The overall tone of the management is that COVID-19 scenario will have an impact on the business. The Rs 2,725 crore provision, they said, is the result of the assessment at the current stage.
Two, the Yes Bank episode has not impacted large private banks as it has done to some of the smaller private lenders, from where depositors have moved out. For ICICI Bank, both the loans and deposits have grown at industry rates. Overall, considering the operational environment, ICICI Bank has come with a good set of numbers in Q4. The bank has managed a 12 percent growth in average current and savings account (CASA) deposits in Q4 with average CASA ratio at 42.3 percent.
Term deposits grew by 29 percent year-on-year. With general risk aversion in financial markets, there is a likelihood that big, strong banks will see further deposit inflow continuing in moths ahead.
Despite higher provisions, ICICI bank reported a 26 percent year-on-year growth in standalone profit at Rs 1,221.36 crore in quarter ended March 2020. Asset quality has improved with gross non-performing assets as a percentage of gross advances falling 42 basis points sequentially to 5.53 percent. Gross slippages stood at Rs 5,306 crore at the end of March 2020, rising 21.6 percent compared to Rs 4,363 crore in December 2019.
Growth in the performing domestic corporate portfolio was about 9 percent year-on-year. Total advances of the bank increased by 10 percent year-on-year to Rs 6, 45,290 crore at March 31, 2020 from Rs 5,86,647 crore at March 31, 2019. Here again, if COVID-19 lockdown prolongs and economic activities slows for a longer period, ICICI Bank will find it tough to maintain even the current level of loan growth rate.
The Hin Leong exposure of $100 million (about Rs 760 crore) along with an exposure to a healthcare firm in West Asia (the bank didn’t disclose the names and details) have been tagged as NPA and been provided for already. So these exposures won’t be a worrying factor for the bank and investors in the next quarter.
Ultimately, what needs to be watched is the asset quality going ahead. According to the management, 32 percent of the customers (in terms of value of loans) have applied for loan moratorium.

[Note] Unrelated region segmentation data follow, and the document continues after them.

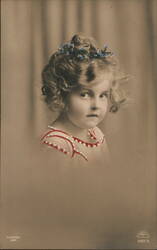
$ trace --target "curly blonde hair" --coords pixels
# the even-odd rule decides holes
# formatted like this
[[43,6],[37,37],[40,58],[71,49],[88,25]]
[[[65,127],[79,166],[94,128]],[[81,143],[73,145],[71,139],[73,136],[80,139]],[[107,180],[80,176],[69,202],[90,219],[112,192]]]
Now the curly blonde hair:
[[111,52],[100,50],[93,38],[76,34],[54,54],[42,71],[42,94],[50,109],[62,111],[69,92],[82,85],[84,75],[88,84],[101,72],[110,71],[113,81],[110,89],[110,112],[117,112],[126,101],[121,82],[127,79]]

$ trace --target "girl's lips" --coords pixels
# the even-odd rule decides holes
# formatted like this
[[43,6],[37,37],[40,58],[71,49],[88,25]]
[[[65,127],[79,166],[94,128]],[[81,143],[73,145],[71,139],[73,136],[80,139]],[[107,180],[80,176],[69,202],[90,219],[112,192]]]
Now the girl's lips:
[[98,117],[98,115],[97,114],[89,114],[89,115],[87,115],[87,117]]

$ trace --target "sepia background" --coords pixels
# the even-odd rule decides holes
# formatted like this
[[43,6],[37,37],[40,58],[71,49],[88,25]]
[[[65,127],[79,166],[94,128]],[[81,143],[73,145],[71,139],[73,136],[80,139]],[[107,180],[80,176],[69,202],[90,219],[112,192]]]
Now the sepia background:
[[[1,7],[1,246],[155,249],[157,1],[2,0]],[[40,147],[55,117],[41,96],[41,71],[77,32],[107,44],[131,76],[130,101],[100,124],[110,168],[73,167]],[[149,243],[138,242],[142,231]]]

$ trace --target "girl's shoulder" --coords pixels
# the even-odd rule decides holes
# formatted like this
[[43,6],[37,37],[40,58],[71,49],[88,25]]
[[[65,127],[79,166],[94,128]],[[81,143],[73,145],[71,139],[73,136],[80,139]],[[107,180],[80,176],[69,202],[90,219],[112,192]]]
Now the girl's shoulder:
[[104,134],[100,128],[98,128],[98,127],[91,128],[91,129],[89,129],[89,132],[91,133],[91,136],[93,137],[93,139],[96,139],[98,141],[103,142]]
[[74,151],[73,141],[66,132],[49,126],[49,129],[41,137],[41,143],[49,148],[56,149],[64,154],[72,156]]

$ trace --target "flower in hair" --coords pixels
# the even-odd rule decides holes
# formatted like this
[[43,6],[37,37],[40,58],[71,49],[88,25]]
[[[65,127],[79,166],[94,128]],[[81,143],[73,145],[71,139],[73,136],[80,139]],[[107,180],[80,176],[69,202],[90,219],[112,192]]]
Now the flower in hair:
[[57,51],[57,55],[67,55],[71,58],[76,58],[79,61],[84,61],[88,59],[100,59],[112,56],[113,53],[107,51],[108,46],[104,46],[103,49],[92,48],[91,50],[87,50],[84,47],[75,47],[72,42],[64,43]]

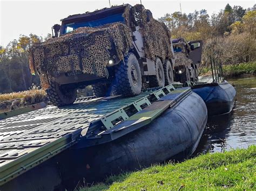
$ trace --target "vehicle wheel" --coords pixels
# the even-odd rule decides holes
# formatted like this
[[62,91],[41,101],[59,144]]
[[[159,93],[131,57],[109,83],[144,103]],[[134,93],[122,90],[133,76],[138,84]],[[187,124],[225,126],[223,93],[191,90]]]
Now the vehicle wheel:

This includes borrowers from across categories including SMEs, retail borrowers and large corporations. “Even some of the good borrowers (with sufficient cash flows) have opted for moratorium because everyone wants to prefer cash in this environment,” said Sandeep Batra, President, ICICI Bank.
But, COVID-19 is a great source of uncertainty. If the situation worsens, the likely impact will be first felt on low-rated companies, and then others. A closer look at ICICI Bank’s loan book shows that At March 31, 2020, the fund-based and non-fund based outstanding to borrowers rated BB and below was Rs 16,668 crore. This is the segment of borrowers needs to be watched for asset quality issues going ahead.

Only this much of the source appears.